# How do they become strangers so suddenly?



## aqua123 (Feb 3, 2012)

How does a WS become such a completely different person seemingly overnight? Especially those who are "committed" to R one day and then the very next, they decide they would rather have the AP and a whole new life? 

Sometimes I just sit and scratch my head and wonder where my husband went. The man I see now is just a shell. My husband is no longer there.


----------



## that_girl (Jul 6, 2011)

Because they could be hurting but don't want to show it. They mask their pain and make you the bad guy so it's easier for them.


----------



## Jeff/BC (Apr 1, 2012)

This is one of those "why do bad things happen to good people?" questions but I'll give one option.

My second marriage failed. We both loved each other. We were both Type-A personalities... quite used to succeeding at what we set our hands to. We did not give up easily. But we could not overcome the basic incompatibilities. That was a horrendous divorce -- a _loving_ divorce???? *shudders*

For me, we didn't "go away" suddenly. We lost sight of each other gradually and over time. There was a long series of decisions... each of them small... that got us down the path to divorce.

It's possible that your husband feels pretty much exactly as you do. "The woman I see now is just a shell.
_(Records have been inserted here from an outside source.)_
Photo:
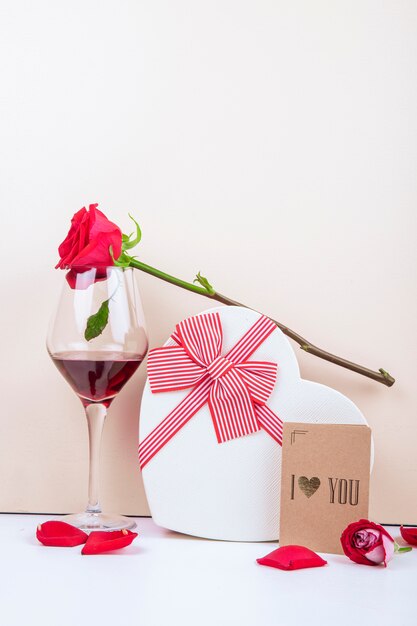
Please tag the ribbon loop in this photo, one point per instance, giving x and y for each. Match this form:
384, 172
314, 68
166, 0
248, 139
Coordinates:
235, 389
219, 367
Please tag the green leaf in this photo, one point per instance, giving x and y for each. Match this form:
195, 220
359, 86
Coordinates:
127, 242
97, 322
122, 261
204, 283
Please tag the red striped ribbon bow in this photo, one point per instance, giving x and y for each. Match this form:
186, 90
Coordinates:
236, 389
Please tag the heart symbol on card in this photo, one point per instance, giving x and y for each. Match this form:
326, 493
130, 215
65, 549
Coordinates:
309, 486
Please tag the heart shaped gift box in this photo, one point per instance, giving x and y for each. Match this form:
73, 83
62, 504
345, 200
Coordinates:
230, 490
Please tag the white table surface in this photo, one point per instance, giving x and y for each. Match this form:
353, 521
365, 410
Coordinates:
165, 578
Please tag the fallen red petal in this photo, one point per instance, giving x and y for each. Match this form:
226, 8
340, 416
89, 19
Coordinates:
409, 534
292, 557
100, 541
55, 533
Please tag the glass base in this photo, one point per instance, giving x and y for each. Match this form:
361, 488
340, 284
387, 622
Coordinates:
99, 521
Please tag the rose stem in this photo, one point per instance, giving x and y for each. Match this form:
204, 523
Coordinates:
380, 376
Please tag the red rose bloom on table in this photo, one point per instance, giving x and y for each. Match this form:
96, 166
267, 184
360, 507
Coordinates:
367, 543
88, 243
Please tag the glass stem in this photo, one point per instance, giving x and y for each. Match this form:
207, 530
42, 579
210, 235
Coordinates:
96, 414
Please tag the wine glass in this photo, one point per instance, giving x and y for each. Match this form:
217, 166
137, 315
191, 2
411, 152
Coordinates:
97, 367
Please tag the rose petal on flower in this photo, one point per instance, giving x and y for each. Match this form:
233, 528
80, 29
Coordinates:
292, 557
361, 554
389, 548
56, 533
409, 534
100, 541
377, 555
89, 240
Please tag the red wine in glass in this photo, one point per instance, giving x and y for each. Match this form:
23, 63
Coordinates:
98, 367
97, 377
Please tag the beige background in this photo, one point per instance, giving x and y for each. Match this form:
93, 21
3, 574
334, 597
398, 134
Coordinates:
271, 145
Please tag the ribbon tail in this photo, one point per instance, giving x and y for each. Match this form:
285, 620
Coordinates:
270, 422
173, 422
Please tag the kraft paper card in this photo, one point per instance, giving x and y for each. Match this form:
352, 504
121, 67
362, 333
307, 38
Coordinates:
324, 483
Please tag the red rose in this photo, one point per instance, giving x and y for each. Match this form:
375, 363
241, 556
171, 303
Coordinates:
88, 242
367, 543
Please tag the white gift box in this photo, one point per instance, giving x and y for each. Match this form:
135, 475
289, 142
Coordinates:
231, 491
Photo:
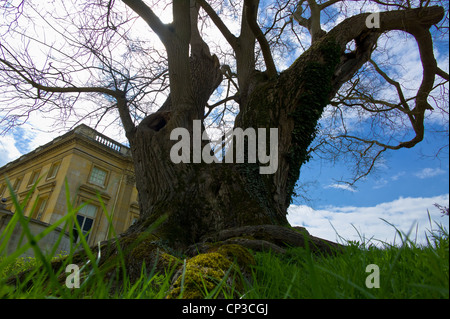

My wife is no longer there? Where did she go and why?"

PS: I'm not clear on WS and AP, I assume R = relationship. I hope I didn't garble it all *laughs*


----------



## Grayson (Oct 28, 2010)

Jeff/BC said:


> PS: I'm not clear on WS and AP, I assume R = relationship. I hope I didn't garble it all *laughs*


WS = Wayward Spouse
AP = Affair Partner
R = Reconciliation

And, just for good measure:
BS = Betrayed Spouse
OM/OW = Other Man/Other Woman
OMW/OWH = Other Man's Wife/Other Woman's Husband
_Posted via Mobile Device_


----------



## gear1903 (Apr 2, 2012)

aqua, i know how you feel. in being very open with my WS after she revealed her EA, i found out that the feeling of disconnect and unhappiness had been building for a very long time - she was just very good at internalizing it. so by the time she told me how she really felt, it had already been years that those feelings had been building up. for me, it was a complete shock.

the problem was because our communication was poor, she allowed those feelings to fester and everything i did simply added evidence to the feelings of neglect she had. so now that it is all in the open, i fear nothing can change her mind because it was so many years of internalization and building defensive walls. presence of OM doesn't help...


----------



## Almostrecovered (Jul 14, 2011)

makes you truly wonder how much what you originally thought of your spouse was actually a false front


----------



## aqua123 (Feb 3, 2012)

Almostrecovered said:


> makes you truly wonder how much what you originally thought of your spouse was actually a false front


That's the real kicker....which side of him is the lie? The man that I lived with and loved or this new stranger he has become?


----------



## Almostrecovered (Jul 14, 2011)

well the one thing you do know for certain

he's a liar and two faced


----------